That’s exactly what Ellis Pinsky did.

How a NYC teenager became the FBI’s most wanted

It started with a phone call. Crypto investor Michael Turpin left a conference. Meanwhile, across the country, Ellis had already bribed telecom workers with one mission: intercept Turpin’s phone number. Once they had it, the script ran in seconds. Emails compromised. Cloud accounts breached. Wallet keys exposed.

The haul? Astronomical. But here’s the thing—most of it was locked tight. Until they found the $24 million sitting unprotected.

Hours later, Turpin noticed his account balance drop by eight figures. His main wallet was still there. But the money? Gone.

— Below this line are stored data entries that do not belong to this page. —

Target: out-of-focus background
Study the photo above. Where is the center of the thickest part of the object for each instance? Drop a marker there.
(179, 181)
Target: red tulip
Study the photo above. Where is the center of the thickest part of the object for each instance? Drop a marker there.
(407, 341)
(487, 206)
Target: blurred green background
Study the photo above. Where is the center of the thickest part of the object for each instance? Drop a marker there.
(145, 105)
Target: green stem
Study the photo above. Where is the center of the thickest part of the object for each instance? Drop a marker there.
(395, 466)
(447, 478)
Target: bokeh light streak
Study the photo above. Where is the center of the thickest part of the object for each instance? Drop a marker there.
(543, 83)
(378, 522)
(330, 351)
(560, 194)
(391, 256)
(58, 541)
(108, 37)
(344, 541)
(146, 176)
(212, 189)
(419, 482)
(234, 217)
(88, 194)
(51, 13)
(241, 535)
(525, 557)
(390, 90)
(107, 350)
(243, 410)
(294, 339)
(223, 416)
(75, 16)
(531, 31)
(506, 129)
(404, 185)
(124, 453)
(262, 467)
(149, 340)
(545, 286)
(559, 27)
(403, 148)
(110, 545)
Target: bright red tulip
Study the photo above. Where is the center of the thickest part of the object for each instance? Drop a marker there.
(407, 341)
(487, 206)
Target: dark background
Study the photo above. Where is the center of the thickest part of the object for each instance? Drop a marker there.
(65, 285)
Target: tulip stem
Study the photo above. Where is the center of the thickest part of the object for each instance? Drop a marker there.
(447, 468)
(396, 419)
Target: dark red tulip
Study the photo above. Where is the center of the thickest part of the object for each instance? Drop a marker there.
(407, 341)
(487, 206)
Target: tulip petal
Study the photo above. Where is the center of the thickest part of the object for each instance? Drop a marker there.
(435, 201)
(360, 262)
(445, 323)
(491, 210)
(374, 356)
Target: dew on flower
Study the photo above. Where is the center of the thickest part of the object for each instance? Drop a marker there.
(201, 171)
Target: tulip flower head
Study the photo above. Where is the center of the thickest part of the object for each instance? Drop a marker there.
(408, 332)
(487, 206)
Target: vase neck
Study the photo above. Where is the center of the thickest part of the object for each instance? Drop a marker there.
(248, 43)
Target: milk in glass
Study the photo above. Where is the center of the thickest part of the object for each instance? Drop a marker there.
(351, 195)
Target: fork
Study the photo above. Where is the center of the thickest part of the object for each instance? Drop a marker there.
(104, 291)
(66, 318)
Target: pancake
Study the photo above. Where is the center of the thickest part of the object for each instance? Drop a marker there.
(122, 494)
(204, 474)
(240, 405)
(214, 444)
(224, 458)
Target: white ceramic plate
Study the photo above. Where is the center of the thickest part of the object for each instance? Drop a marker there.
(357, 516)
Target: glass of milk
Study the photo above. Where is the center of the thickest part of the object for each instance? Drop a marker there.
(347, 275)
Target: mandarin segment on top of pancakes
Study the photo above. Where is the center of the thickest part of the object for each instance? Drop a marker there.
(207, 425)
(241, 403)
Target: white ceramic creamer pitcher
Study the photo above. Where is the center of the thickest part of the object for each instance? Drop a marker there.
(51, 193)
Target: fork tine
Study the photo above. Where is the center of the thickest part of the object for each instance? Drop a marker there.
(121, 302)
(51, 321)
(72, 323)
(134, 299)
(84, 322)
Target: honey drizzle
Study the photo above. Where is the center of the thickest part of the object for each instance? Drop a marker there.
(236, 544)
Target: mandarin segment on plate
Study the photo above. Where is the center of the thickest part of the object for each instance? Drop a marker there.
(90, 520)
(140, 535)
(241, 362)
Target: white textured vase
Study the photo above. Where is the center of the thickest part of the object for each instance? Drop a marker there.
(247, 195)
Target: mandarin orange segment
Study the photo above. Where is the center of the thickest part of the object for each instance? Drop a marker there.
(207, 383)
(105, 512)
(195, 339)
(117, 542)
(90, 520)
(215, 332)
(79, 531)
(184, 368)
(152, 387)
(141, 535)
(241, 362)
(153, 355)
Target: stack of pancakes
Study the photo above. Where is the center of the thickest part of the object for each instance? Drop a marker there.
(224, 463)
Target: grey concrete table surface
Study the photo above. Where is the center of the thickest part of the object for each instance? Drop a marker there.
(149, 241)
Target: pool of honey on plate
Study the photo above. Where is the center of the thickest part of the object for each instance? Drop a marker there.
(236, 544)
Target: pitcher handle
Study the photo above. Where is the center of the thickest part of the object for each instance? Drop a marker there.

It became the largest single SIM swap heist on record.

From Xbox kid to crypto criminal

Ellis’s origin story reads like a hacker origin arc:

  • Age 13: Got his first Xbox
  • Started trading rare Instagram handles for cash
  • Joined underground hacker forums
  • Learned SQL injection
  • Realized SIM swaps = infinite wallet access

The formula was simple but devastating: bribe a telecom rep ($100-500), intercept a text, reset passwords, drain wallets. Rinse and repeat.

Suddenly flush with cash, Ellis bought himself a $100,000 Rolex and stashed it under his bed. Then spent the rest on escorts, nightclubs, and pure teenage excess.

The operation falls apart

The first crack came from his own crew. Nicholas Truglia, one of Ellis’s partners, couldn’t resist bragging online: “Stole $24M. Still can’t keep a friend.”

Sloppy move. Truglia used his real name on Coinbase. The FBI was already watching. He went to prison.

Then things got worse for Ellis. One accomplice ran off with $1.5 million. Another started casually discussing hiring a hitman. The whole operation was imploding.

At 15, Ellis was already living a life with a $22 million lawsuit, masked gunmen breaking into his home, and federal agents closing in.

Where is he now?

Ellis Pinsky is now a philosophy and computer science major at NYU. According to reports, he’s building startups, trying to repay debts, and distance himself from his past.

But the damage was done. By 15, he had managed to acquire 562 Bitcoin, build a network of corrupt telecom insiders, draw the FBI’s attention, and paint a target on his back.

The real question? Whether you can ever leave a life like that behind.